This is an automated email from the ASF dual-hosted git repository.
mgreber pushed a commit to branch branch-1.18.x
in repository https://gitbox.apache.org/repos/asf/kudu.git
The following commit(s) were added to refs/heads/branch-1.18.x by this push:
new 1c1f8f0e0 KUDU-3613 fix flakiness in replace_tablet-itest
1c1f8f0e0 is described below
commit 1c1f8f0e00e49429a91b5d01a9f8e0ff51afbff9
Author: Alexey Serbin <[email protected]>
AuthorDate: Thu Oct 31 20:17:26 2024 -0700
KUDU-3613 fix flakiness in replace_tablet-itest
Before this patch, the ReplaceTabletITest.ReplaceTabletsWhileWriting
test scenario would fail in about 2% of runs, mostly in ASAN builds.
The issue was due to selecting the same tablet UUID by the
ReplaceRandomTablet() test fixture's function two times in a row
in case of scheduler anomalies when running on busy nodes.
Change-Id: I8a8882da6276a1e7cc8d8f3cb3ce1c69f540a5d0
Reviewed-on: http://gerrit.cloudera.org:8080/22012
Tested-by: Alexey Serbin <[email protected]>
Reviewed-by: Mahesh Reddy <[email protected]>
Reviewed-by: Marton Greber <[email protected]>
(cherry picked from commit edb51241c154e411d84a52cd88400aab680f7639)
Reviewed-on: http://gerrit.cloudera.org:8080/22035
---
src/kudu/integration-tests/replace_tablet-itest.cc | 42 ++++++++++++++--------
1 file changed, 27 insertions(+), 15 deletions(-)

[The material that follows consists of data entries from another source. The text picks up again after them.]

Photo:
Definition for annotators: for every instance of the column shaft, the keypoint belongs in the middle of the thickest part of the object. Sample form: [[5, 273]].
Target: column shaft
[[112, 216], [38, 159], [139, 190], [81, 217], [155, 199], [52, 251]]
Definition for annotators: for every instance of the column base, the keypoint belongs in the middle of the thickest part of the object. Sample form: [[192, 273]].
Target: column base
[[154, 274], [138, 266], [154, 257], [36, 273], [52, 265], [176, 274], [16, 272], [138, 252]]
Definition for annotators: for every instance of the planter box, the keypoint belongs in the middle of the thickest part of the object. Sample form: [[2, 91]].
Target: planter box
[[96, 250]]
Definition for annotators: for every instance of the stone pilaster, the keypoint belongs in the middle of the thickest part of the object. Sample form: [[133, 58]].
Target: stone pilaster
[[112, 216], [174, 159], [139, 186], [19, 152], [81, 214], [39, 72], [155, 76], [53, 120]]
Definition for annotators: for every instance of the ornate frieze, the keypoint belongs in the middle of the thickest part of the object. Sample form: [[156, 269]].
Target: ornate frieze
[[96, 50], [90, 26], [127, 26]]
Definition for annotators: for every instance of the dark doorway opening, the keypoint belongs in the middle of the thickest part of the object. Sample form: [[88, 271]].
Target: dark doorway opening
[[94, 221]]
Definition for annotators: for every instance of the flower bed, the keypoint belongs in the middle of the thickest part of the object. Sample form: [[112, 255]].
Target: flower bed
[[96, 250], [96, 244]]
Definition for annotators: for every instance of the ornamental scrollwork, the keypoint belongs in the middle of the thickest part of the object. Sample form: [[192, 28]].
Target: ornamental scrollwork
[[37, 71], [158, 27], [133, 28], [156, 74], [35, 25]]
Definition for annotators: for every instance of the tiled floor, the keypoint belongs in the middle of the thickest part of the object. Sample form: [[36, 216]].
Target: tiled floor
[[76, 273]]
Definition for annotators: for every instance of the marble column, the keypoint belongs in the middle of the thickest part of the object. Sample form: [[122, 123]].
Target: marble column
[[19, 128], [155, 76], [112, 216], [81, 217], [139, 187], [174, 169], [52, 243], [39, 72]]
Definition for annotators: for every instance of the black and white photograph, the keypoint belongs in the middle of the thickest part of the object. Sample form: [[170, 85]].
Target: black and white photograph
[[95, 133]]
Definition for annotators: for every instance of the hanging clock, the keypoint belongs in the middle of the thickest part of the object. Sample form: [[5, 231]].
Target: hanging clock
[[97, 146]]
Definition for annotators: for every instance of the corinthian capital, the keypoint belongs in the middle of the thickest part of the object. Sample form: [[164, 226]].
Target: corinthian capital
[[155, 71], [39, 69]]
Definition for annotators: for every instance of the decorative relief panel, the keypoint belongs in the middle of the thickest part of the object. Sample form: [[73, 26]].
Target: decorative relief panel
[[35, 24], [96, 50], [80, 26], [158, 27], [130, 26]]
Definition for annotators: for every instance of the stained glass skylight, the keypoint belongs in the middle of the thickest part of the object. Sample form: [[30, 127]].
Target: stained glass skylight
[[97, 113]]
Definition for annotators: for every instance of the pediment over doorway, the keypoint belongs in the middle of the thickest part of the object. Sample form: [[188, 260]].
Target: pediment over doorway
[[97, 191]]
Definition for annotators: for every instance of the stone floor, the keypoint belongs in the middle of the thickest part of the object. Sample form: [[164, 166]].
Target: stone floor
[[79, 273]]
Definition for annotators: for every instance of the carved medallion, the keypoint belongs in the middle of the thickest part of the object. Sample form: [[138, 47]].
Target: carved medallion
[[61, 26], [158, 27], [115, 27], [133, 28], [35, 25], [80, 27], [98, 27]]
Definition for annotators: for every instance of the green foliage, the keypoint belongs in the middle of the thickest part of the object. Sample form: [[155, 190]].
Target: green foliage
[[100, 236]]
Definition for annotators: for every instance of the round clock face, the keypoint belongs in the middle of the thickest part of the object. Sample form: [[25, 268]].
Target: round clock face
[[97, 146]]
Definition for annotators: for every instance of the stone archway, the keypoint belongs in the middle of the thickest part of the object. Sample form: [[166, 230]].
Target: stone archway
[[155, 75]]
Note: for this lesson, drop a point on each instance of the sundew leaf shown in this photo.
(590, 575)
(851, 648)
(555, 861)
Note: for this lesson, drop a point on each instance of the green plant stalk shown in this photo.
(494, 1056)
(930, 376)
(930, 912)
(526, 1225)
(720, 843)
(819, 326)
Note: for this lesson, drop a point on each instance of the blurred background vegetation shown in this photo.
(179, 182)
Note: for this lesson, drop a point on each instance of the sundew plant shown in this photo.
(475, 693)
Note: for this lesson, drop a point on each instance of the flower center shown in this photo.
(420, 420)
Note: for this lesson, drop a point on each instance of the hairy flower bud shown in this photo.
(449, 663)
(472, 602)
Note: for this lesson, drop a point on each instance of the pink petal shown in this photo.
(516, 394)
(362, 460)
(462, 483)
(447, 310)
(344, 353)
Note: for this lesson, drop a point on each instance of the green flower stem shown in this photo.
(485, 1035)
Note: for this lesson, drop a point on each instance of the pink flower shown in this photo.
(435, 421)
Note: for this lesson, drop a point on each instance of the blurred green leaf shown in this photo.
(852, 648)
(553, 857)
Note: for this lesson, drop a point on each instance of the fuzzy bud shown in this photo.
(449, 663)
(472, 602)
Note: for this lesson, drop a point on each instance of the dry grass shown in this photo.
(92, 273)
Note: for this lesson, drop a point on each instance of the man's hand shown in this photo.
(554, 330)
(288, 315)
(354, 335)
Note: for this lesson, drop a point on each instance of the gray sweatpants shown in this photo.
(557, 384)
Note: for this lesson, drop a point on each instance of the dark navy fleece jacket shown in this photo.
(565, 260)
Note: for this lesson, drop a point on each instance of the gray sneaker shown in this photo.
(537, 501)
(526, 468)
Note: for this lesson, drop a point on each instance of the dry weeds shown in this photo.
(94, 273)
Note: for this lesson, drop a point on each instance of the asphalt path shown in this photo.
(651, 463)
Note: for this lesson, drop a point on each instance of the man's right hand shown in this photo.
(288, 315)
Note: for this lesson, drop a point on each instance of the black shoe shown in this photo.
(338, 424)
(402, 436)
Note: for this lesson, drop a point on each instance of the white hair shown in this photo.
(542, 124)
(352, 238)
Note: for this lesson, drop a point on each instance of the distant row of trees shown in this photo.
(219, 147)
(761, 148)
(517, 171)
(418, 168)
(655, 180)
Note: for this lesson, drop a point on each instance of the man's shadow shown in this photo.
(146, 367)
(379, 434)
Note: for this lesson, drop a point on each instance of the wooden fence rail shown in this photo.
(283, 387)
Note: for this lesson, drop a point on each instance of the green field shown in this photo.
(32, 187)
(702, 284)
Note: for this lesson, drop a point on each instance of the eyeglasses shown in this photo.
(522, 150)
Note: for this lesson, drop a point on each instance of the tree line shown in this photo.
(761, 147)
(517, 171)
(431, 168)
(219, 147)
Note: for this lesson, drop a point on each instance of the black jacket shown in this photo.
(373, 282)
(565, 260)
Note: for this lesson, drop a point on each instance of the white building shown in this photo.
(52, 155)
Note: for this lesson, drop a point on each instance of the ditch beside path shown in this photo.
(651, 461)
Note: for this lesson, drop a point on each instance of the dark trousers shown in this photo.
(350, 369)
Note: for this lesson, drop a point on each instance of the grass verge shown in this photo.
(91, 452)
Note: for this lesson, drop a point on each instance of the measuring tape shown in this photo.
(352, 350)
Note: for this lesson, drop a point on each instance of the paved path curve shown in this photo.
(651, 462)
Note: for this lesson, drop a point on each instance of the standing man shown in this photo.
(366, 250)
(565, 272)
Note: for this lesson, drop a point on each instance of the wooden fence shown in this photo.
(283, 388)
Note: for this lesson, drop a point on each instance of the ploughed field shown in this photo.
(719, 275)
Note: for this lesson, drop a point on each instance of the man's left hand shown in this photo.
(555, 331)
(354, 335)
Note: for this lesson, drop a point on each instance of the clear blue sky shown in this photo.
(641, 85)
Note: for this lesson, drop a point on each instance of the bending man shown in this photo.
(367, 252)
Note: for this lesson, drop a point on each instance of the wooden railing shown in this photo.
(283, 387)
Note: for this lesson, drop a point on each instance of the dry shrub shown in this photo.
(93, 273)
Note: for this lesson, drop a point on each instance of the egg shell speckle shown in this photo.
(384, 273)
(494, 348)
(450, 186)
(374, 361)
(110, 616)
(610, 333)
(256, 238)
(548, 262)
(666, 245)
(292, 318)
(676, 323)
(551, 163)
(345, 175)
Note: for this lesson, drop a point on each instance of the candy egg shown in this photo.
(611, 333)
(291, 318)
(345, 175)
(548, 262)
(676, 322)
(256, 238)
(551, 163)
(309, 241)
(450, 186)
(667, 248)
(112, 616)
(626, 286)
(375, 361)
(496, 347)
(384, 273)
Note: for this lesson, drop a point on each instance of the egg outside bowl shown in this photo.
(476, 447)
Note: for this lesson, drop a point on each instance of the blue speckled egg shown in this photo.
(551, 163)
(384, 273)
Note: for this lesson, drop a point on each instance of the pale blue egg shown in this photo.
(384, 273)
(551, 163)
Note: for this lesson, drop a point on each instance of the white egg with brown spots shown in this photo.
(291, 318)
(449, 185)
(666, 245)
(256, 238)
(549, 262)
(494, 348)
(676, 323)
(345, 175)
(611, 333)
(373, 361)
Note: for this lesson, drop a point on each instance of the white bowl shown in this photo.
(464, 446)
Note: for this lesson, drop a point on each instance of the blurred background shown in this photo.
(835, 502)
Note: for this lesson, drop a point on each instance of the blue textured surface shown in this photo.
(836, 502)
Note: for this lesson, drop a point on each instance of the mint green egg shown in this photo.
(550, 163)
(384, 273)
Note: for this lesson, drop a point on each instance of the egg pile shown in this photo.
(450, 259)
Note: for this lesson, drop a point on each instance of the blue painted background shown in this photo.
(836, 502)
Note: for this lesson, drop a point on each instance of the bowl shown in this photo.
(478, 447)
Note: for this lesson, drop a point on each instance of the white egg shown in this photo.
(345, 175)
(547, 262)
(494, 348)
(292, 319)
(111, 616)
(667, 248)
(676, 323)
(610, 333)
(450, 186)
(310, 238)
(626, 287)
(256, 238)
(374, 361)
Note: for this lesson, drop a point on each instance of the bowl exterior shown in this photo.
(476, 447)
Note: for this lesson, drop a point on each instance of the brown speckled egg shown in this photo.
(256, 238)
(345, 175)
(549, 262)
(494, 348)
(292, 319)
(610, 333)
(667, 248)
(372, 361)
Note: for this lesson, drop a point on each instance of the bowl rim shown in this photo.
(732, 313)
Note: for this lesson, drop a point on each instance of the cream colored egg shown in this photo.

diff --git a/src/kudu/integration-tests/replace_tablet-itest.cc
b/src/kudu/integration-tests/replace_tablet-itest.cc
index 0ae1ba9a9..47e2725e7 100644
--- a/src/kudu/integration-tests/replace_tablet-itest.cc
+++ b/src/kudu/integration-tests/replace_tablet-itest.cc
@@ -17,15 +17,15 @@
#include <functional>
#include <memory>
-#include <ostream>
#include <string>
#include <unordered_map>
+#include <unordered_set>
#include <utility>
#include <vector>
-#include <glog/logging.h>
#include <gtest/gtest.h>
+#include "kudu/gutil/map-util.h"
#include "kudu/integration-tests/cluster_itest_util.h"
#include "kudu/integration-tests/cluster_verifier.h"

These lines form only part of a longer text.